Yo miraba las dimensiones del velatorio preguntándome dónde demonios iban a caber trece ataúdes. Hubo un momento en que Lola dejó la puerta entreabierta y alcancé a ver de reojo un cadáver con una pierna colgando como un títere de trapo. Enseguida miré de frente y me encontré con la sonrisa de Lola. Fue una sonrisa rápida y de lo más extraña. Como fuera de lugar y al mismo tiempo amistosa. Hubiera sido buen recuerdo esa sonrisa de no haber estado precedida por el tipo tieso y amarillento con su pierna guanga.
A eso de las ocho de la noche, el Abono me dio permiso de irme a comer una torta y un refresco. Me tomó cuarenta minutos. Cuando regresé, casi me voy de espaldas, los trece féretros estaban colocaditos en el velatorio. Cierto que apenas había espacio entre cada uno y que no estaban todos en fila, sino ingeniosamente dispuestos.
Lo siguiente fue rutinario; desvelarse, escuchar llanto y lamentos. Frasecitas sueltas: «Se nos fue, se nos fue», «Dios lo tenga en su gloria» y tal. Pararme al baño, regresar a mi esquina; esa vez estuve de pie toda la noche, faltaban sillas y no hubo entremeses. En fin, las pasé putas.
Por fin llegó la mañana y el desenlace en el cementerio. Enfilamos en varios coches, carrozas y microbuses. Cada cual a su agujero y se acabó lo que se daba. El Abono, Lola, su tío y yo regresamos en un mismo coche. El Abono insistió varias veces en dejarme en algún metro, pero yo quería llegar hasta la funeraria para cobrarle mis dos mil quinientos pesos. Eso hice en cuanto llegamos. Pero ahí me salió con sus pendejadas.

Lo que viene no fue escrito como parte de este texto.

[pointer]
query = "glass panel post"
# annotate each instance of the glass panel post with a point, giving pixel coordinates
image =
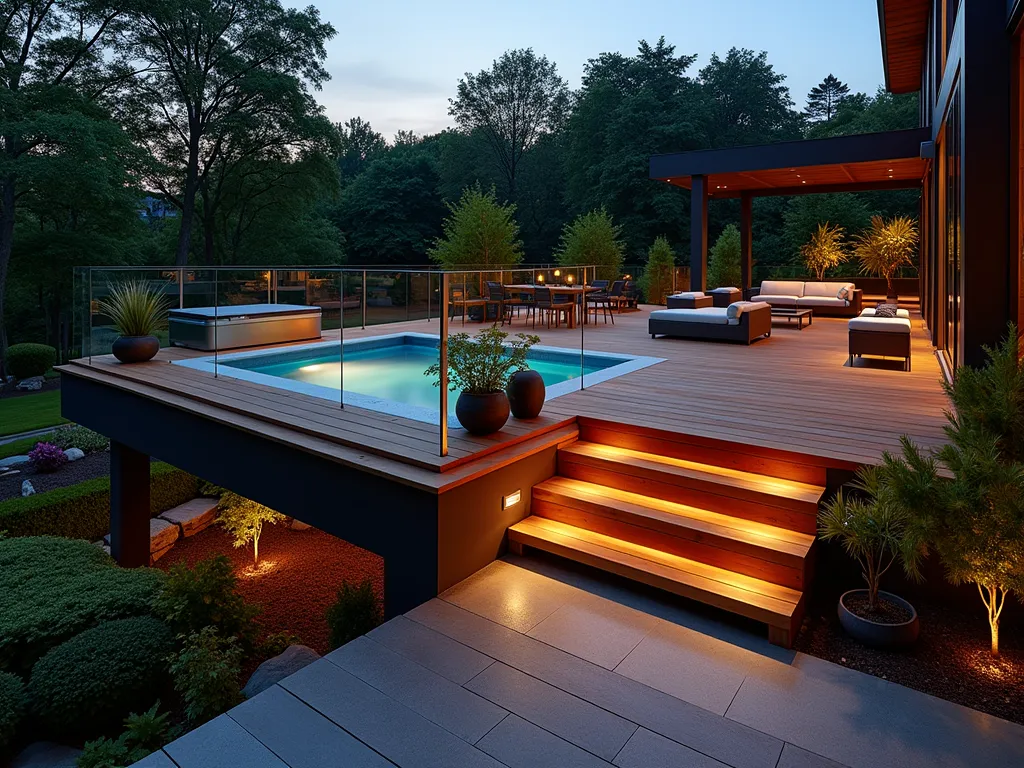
(442, 359)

—Toma quinientos y luego te doy lo demás. Todavía no pagan completo.
Sentí un nudo en la garganta.
—Si no me das el dinero completo te parto la madre —resolví.
El Abono debió ver que hablaba en serio porque parpadeó y asintió.

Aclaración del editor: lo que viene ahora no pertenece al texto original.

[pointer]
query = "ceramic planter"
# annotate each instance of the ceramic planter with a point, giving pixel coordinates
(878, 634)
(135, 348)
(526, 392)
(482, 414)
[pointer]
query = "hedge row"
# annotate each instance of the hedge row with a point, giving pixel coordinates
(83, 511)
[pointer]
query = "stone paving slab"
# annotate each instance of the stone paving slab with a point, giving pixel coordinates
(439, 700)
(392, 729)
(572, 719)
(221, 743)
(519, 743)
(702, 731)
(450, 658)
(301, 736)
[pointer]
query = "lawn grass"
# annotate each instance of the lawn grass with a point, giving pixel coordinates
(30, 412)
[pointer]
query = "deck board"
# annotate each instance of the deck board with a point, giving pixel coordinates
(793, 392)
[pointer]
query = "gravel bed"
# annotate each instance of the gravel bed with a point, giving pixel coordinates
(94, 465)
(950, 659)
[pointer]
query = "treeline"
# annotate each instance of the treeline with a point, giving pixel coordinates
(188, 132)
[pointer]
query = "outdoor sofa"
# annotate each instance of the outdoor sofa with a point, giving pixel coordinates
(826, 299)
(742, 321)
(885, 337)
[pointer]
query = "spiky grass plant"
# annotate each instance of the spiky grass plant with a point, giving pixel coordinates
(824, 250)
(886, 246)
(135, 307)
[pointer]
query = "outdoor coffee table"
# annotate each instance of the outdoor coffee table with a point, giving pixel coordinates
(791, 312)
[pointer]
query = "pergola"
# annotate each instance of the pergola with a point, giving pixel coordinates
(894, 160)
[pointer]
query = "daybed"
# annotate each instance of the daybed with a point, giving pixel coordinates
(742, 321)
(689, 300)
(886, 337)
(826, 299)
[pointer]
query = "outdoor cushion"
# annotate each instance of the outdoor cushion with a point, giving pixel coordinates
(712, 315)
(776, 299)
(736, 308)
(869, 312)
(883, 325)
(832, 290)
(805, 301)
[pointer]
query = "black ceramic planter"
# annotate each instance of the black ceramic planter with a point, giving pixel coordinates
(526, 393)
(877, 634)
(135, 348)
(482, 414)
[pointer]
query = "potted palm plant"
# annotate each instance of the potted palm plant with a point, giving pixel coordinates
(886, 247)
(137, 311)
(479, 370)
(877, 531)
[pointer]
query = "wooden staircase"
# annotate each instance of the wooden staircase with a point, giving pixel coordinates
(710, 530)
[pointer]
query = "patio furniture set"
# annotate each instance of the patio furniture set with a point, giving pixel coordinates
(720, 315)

—Espérame tantito —dijo. Fue a la parte trasera de la funeraria y regresó sosteniendo un par de zapatos color café con las puntas raspadas—. Toma, Yago, valen como mil quinientos —los volteó por la parte de abajo—. Son Gucci…

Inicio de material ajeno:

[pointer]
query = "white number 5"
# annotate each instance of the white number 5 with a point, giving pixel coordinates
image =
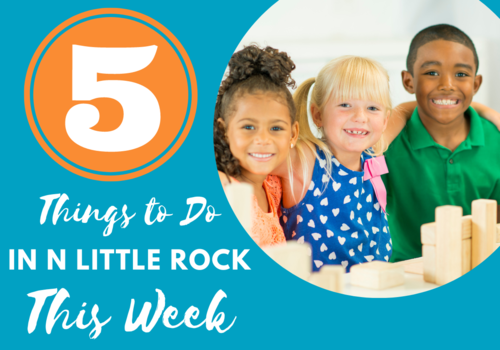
(141, 111)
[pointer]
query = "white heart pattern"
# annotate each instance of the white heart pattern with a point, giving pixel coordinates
(336, 186)
(311, 186)
(318, 263)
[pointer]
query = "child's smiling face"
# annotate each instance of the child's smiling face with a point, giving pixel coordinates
(351, 125)
(443, 80)
(260, 133)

Tenía razón, estaba un poco borrosa la marca, pero decía Gucci.
—¿De quién son? —le pregunté.
—A Lola se le olvidó ponérselos a uno…
El cabrón me estaba dando los zapatos de un muerto.
Mientras caminaba por la calle mirándome las puntas cascadas de mis zapatos, concluí que eran muy cómodos. El muerto tuvo buen gusto. Hay que reconocérselo.